Patch‐clamp Recording of Human Retinal Photoreceptors and Bipolar Cells †

Photoreceptors and retinal bipolar cells are considered as nonspiking neurons; however, we recently showed that human rod photoreceptors can generate sodium action potentials in response to membrane depolarization from membrane potentials of −60 or −70 mV (Kawai et al. , Neuron 30 [2001] 451). We performed patch‐clamp recording of human cone photoreceptors and retinal bipolar cells to examine whether functional voltage‐gated sodium channels are expressed in these cells as well as rod photoreceptors. Under current‐clamp conditions, the injection of depolarizing current steps into a cone photoreceptor‐induced marked action potentials. These action potentials were blocked by 1 µ M tetrodotoxin, a voltage‐gated sodium channel blocker.
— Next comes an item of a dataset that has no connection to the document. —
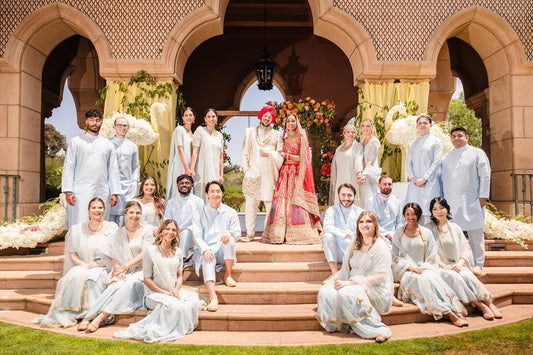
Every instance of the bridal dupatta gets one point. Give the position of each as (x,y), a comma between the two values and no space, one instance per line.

Under voltage‐clamp conditions, depolarizing voltage steps‐induced a fast transient inward current in several bipolar cells ( n  = 4/78). This current was activated from −70 to +20 mV (maximal at −10 mV) and inactivated within 5 ms. The 10–90% rise time of this current was shorter than another inward current (less than one‐hundredth). These results indicate that human cones and bipolar cells express voltage‐gated sodium channels as rod photoreceptors. Sodium channels may serve to amplify the release of a neurotransmitter and to accelerate the light–dark change in photosignals.